New issue
Advanced search Search tips
Note: Color blocks (like or ) mean that a user may not be available. Tooltip shows the reason.

Issue 817909 link

Starred by 4 users

Issue metadata

Status: Available
Owner: ----
Cc:
Components:
EstimatedDays: ----
NextAction: ----
OS: Android
Pri: 2
Type: Feature



Sign in to add a comment

Speed: Service Worker-controlled navigations invoke SafeBrowsing on the critical path

Project Member Reported by slightlyoff@chromium.org, Mar 1 2018

Issue description

We're seeing slowness in PWA startup because SafeBrowsing is being consulted for these navigations which are, by definition, Service Worker controlled. The attached trace shows ~300ms of SafeBrowsing time for Google Maps Go loading the top-level resource which was returned directly from the Cache Storage API by the Service Worker.

To get a Service Worker controlling a navigation, the site must have been previously visited. Presumably, it doesn't make sense for us to continue to check the URL of something that is being returned from local script.

Related: https://crbug.com/802818
 
maps_pwa_512mb_webapk_warm.html
13.5 MB View Download
Even if a site had been visited in the past, issues may have been detected
since then. It could be that this isn't worth the latency tradeoff due to
unlikely security concern, but could see a case for where it makes sense.
Yeah, we've talked about this before and our current conclusion is that resource loading from SW would still need to go through SafeBrowsing checks.

Questions to SB people: would there be a way to somehow detect updates in SB database and only apply checks for the URLs, or could it be okay to lazily run the checks (and evict resource from the cache) after the critical resource load is done?
For S13nSW: in the current implementation, doesn't the service worker intercept before safe browsing? Could it make sense for safe browsing to just sit in front of network service, so if the SW responds with a resource from Cache Storage we don't go to SB?
This would be solved by implementing local Safe Browsing cache on the client (similar to how desktop Safe Browsing works). This is on the 2018 roadmap of the Safe Browsing team.

The 300ms blocking is an outlier though (99.95th %ile):
https://uma.googleplex.com/p/chrome/histograms/?endDate=20180228&dayCount=1&histograms=SB2.RemoteCall.CheckDispatchTime&fixupData=true&showMax=true&filters=platform%2Ceq%2CA%2Cisofficial%2Ceq%2CTrue&implicitFilters=isofficial
Labels: -Type-Bug-Regression Type-Feature
From a security model perspective, Safebrowsing's assumptions just don't make sense in a SW-controlled world.

Safebrowsing matches individual URLs: https://developers.google.com/safe-browsing/v4/lookup-api
Service Workers operate on *scopes*: https://developers.google.com/web/ilt/pwa/introduction-to-service-worker#registration_and_scope

It's meaningful to check a destination URL for uncontrolled pageloads (first visit to a site).

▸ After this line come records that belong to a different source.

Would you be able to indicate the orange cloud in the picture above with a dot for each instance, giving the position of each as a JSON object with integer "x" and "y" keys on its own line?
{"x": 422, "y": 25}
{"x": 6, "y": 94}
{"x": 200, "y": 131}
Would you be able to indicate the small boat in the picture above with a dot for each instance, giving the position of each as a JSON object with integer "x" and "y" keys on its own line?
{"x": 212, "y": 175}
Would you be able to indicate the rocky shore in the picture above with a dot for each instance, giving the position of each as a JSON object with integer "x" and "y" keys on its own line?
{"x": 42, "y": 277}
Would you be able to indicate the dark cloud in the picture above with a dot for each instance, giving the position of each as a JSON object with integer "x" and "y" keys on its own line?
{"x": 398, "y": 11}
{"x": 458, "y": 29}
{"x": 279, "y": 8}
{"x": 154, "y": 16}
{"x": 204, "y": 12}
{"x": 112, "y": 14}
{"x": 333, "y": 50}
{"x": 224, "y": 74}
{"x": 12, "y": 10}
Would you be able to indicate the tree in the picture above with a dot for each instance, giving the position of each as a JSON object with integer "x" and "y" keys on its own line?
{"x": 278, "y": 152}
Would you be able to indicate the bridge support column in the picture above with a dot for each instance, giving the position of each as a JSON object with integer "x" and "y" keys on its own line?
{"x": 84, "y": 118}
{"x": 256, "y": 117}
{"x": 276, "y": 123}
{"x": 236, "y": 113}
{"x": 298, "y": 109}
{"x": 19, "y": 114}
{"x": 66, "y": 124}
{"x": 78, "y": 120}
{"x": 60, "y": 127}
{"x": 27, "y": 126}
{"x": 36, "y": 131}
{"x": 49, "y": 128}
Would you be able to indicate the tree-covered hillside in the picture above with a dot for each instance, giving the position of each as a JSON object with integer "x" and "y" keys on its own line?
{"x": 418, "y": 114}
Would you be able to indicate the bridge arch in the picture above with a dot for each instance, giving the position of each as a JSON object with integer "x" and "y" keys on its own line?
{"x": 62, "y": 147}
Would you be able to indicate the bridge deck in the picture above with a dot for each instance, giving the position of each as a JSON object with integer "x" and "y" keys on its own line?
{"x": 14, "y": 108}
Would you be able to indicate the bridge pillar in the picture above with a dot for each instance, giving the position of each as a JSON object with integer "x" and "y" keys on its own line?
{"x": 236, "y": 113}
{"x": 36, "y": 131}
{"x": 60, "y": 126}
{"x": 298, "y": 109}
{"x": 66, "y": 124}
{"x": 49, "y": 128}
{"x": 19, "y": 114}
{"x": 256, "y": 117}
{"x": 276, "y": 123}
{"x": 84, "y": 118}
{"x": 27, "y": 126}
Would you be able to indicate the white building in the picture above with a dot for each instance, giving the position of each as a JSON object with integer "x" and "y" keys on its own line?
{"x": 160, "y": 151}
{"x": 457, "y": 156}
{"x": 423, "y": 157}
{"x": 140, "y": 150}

It stops making sense for Service Worker controlled page loads because the actor is no longer the server; it's the local script proxy which may have been installed at some point in the past.

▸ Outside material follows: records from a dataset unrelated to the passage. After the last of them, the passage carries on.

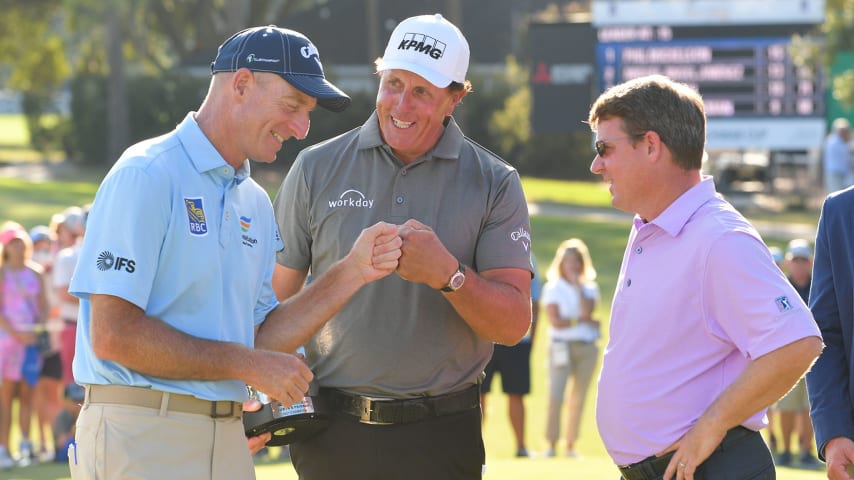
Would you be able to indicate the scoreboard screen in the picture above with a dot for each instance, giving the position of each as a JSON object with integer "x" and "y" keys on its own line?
{"x": 755, "y": 95}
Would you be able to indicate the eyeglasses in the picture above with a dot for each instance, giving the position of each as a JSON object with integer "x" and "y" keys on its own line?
{"x": 602, "y": 148}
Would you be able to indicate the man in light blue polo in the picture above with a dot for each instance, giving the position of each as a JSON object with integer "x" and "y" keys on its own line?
{"x": 175, "y": 276}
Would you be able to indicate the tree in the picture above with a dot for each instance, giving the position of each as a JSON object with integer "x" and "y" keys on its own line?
{"x": 837, "y": 34}
{"x": 44, "y": 43}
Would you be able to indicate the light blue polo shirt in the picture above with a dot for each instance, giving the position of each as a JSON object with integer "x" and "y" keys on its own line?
{"x": 176, "y": 231}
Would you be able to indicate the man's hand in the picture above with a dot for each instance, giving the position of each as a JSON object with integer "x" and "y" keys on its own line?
{"x": 424, "y": 258}
{"x": 691, "y": 450}
{"x": 256, "y": 443}
{"x": 282, "y": 376}
{"x": 839, "y": 454}
{"x": 376, "y": 252}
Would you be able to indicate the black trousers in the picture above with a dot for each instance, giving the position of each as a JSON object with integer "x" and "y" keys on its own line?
{"x": 448, "y": 448}
{"x": 742, "y": 455}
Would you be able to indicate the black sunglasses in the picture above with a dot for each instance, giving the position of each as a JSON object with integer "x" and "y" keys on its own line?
{"x": 601, "y": 147}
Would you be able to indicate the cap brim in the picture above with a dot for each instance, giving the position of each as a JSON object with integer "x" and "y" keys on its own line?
{"x": 328, "y": 96}
{"x": 431, "y": 76}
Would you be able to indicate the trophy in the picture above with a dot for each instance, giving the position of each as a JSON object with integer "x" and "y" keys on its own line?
{"x": 287, "y": 424}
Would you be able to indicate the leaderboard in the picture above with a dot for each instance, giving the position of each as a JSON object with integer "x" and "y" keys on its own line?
{"x": 741, "y": 71}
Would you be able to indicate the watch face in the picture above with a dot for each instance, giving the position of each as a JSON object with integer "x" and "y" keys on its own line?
{"x": 457, "y": 280}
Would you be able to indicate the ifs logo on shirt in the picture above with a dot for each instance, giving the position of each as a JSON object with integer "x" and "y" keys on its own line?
{"x": 196, "y": 216}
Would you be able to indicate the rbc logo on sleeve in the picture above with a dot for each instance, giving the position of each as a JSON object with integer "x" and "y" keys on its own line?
{"x": 196, "y": 216}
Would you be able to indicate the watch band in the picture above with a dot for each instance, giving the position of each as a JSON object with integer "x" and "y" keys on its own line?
{"x": 458, "y": 276}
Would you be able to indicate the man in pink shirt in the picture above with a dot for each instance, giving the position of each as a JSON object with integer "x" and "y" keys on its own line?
{"x": 705, "y": 331}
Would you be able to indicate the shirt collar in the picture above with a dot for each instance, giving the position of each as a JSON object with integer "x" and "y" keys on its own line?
{"x": 203, "y": 155}
{"x": 449, "y": 145}
{"x": 677, "y": 214}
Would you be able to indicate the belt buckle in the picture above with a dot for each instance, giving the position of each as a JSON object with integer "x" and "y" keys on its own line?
{"x": 366, "y": 409}
{"x": 215, "y": 414}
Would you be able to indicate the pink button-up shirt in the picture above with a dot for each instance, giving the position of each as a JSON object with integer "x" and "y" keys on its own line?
{"x": 698, "y": 298}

It *MAY* be useful to (asynchronously) check on the Service Worker (although I don't know that Safebrowsing tracks pwn'd serviceworkers) and uninstall them or perhaps async check the URL (to, again, uninstall the SW and refresh the page), but blocking the navigation is pointless.

csharrison@: this trace is on a slow device at Chrome Startup. This might be unusual for Chrome navigations overall, but that doesn't really speak to how painful it makes the "tap the homescreen icon to launch the app" experience. As PWAs become more common, so will this experience.


Ah gotcha thanks for the clarification. We should definitely add a histogram for the first check. I think there is another Android bug for something related to startup too... found it, issue 802818.

In fact, the Safe Browsing check is _worse_ than 300ms, that's just the task that dispatches the check to GMSCore (I'm not quite sure why it takes so long but I think it is aggressively descheduling the thread). The response comes in at the 4200ms mark, making the total check more like 900ms!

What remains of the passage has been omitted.